I go way back in Grayling, though I have moved to Interlochen. The Old AuSable, the real one, was an amazing place. Bob Smock Sr. ran a great shop. You could get a solid cup of coffee and talk fishing all day. Local fishing obsessives were always there and Tim Neal kept the palce in a steady supply of some of the finest flies you could buy. I was there opening night years ago and then it fell by the wayside. Edward Abbey once said he wanted things to be like they were, and I guess I feel the same way. I haven't been in the new shop, but know Andy and know he is a fine person with a great heart. I'll eventually drift in, but I'll have to take a nostalgia pill to do it.


----------



## streamertosser (May 20, 2008)

nostalgia pills are often in order for many thing, but i dont think that you will be disappointed with what's there now, really top notch


----------



## BeanOFish (Jul 28, 2003)

Andy is a great guy, and always willing to help. Last year when someone walked off with my 7wt and Big Game out on the Manistee he went out of his way to help me out with putting things up on his website and calling all of the local shops while I was there to help me out.
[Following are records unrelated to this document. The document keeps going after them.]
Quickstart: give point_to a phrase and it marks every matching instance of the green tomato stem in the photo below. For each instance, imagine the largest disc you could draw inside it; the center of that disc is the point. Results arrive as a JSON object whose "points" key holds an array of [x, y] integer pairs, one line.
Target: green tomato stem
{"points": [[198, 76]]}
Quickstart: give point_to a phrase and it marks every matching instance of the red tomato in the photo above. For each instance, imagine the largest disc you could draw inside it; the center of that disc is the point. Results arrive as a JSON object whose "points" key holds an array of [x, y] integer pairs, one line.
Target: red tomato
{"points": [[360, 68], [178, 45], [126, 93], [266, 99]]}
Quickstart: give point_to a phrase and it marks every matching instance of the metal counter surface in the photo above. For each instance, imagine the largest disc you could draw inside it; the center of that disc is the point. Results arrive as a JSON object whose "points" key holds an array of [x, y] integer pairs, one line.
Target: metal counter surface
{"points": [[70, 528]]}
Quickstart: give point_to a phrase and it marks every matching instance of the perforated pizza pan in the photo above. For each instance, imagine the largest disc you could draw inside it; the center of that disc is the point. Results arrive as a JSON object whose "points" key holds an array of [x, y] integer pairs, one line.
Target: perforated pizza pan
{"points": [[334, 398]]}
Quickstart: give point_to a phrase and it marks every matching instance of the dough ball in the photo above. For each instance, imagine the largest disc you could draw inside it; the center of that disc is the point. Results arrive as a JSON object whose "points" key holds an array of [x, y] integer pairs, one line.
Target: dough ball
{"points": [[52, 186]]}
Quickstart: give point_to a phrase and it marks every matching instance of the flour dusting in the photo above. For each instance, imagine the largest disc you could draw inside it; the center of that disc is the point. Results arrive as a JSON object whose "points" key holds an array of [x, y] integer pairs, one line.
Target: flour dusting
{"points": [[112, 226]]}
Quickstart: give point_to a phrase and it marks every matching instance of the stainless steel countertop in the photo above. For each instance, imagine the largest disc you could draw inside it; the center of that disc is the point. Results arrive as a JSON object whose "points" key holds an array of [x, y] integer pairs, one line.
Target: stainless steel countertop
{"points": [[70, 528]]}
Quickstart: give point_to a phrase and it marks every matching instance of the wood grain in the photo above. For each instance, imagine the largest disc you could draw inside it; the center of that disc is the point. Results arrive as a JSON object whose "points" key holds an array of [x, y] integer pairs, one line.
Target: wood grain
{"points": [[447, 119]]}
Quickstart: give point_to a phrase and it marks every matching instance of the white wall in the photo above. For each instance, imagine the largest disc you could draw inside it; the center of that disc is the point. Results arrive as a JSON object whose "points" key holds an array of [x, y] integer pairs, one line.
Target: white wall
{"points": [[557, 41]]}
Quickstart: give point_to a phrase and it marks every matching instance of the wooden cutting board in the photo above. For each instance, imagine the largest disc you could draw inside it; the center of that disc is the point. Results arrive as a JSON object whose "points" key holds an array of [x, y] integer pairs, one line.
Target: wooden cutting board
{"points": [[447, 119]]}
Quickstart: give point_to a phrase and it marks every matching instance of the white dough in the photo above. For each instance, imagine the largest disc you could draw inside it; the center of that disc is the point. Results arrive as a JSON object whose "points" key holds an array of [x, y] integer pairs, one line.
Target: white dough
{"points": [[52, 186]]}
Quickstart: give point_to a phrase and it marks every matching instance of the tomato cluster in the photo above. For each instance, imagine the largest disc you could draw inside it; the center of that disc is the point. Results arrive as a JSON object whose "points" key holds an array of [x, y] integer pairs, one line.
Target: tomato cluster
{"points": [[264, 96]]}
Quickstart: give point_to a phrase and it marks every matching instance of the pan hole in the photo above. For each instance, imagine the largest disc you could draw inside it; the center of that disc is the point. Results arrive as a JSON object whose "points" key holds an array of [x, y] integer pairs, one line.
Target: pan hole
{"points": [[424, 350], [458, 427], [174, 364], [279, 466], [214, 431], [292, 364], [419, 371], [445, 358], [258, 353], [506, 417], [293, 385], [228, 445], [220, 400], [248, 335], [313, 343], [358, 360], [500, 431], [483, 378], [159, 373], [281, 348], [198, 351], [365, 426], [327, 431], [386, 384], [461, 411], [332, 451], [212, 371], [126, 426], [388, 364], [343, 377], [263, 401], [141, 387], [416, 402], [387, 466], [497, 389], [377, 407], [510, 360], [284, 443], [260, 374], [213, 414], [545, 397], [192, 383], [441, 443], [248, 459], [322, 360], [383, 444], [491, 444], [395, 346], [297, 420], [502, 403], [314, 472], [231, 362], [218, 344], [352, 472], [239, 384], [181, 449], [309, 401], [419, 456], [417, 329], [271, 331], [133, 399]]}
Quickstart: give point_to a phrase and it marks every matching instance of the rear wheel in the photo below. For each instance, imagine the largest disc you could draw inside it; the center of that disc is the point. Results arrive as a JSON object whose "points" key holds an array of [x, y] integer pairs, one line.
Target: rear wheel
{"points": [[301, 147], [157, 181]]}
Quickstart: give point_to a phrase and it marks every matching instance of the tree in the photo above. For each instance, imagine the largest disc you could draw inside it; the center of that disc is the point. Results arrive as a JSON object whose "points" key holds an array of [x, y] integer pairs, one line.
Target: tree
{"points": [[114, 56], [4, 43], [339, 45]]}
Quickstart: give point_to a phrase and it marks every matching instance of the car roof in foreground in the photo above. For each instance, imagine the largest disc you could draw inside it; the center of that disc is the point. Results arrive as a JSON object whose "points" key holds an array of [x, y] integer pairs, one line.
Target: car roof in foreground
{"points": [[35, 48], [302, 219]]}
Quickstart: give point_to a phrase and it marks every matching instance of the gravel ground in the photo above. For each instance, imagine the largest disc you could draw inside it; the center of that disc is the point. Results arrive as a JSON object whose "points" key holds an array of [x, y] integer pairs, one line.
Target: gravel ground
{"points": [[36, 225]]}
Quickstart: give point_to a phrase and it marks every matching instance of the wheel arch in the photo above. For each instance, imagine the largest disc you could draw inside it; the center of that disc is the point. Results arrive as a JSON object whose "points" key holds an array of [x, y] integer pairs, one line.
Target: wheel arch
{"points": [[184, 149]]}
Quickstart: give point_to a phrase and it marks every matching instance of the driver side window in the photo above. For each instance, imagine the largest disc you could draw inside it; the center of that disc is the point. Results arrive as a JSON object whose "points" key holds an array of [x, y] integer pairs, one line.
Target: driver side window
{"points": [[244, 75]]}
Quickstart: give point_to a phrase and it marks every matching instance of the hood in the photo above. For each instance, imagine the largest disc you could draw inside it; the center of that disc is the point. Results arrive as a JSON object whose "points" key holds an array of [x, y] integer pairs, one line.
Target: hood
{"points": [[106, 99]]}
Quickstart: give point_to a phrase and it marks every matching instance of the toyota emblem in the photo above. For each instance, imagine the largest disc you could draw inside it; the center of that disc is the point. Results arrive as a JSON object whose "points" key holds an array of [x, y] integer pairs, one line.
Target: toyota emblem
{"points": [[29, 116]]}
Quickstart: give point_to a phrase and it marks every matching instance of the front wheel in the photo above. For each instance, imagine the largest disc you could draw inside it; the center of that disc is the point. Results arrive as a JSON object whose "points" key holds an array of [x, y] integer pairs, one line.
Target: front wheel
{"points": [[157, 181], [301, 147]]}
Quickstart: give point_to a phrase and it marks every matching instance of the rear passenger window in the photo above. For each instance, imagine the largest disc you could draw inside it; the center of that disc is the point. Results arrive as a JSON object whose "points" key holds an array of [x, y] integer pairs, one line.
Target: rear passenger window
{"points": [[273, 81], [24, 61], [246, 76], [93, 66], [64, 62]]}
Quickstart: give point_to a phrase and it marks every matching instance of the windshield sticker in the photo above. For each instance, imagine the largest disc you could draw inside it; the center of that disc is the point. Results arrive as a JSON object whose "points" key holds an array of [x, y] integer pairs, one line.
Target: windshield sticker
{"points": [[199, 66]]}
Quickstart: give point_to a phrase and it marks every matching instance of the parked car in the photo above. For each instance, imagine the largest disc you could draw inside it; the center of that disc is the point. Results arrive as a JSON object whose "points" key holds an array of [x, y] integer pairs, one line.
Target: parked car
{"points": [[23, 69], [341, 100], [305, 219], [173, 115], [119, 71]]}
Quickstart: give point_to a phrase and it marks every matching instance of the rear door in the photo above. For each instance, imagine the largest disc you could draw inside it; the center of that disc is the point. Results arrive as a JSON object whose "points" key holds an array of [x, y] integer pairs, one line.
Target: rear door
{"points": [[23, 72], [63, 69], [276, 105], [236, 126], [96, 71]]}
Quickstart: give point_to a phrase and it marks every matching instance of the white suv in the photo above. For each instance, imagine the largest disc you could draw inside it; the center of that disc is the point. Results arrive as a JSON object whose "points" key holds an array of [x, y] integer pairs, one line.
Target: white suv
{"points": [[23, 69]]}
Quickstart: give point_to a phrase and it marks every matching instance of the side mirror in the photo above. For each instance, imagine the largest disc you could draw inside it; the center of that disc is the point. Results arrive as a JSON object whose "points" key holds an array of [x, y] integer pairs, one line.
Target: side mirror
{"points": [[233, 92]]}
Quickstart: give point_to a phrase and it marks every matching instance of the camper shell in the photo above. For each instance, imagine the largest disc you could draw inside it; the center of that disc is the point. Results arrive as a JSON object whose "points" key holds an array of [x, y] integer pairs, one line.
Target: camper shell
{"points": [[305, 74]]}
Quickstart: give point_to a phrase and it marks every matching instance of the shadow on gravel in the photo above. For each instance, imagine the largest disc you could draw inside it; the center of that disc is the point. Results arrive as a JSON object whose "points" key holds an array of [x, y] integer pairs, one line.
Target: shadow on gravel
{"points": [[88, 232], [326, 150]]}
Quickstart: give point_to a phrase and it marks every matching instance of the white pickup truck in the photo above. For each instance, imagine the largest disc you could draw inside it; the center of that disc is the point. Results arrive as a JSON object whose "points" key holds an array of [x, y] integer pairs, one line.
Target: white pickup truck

Well it never turned up, but when I called him a week or two later he put me in contact with one of his buddies that was willing to part with his Big Game for rather cheap. I really can't say enough good things about that place.


----------



## JTC (Jun 22, 2006)

Was in there the weekend before the big canoe race, I was in town for the TU get together, and talked for a couple of hours about the river, the race, flies and of course english setters of which we are both big fans. Good people.

Jim


----------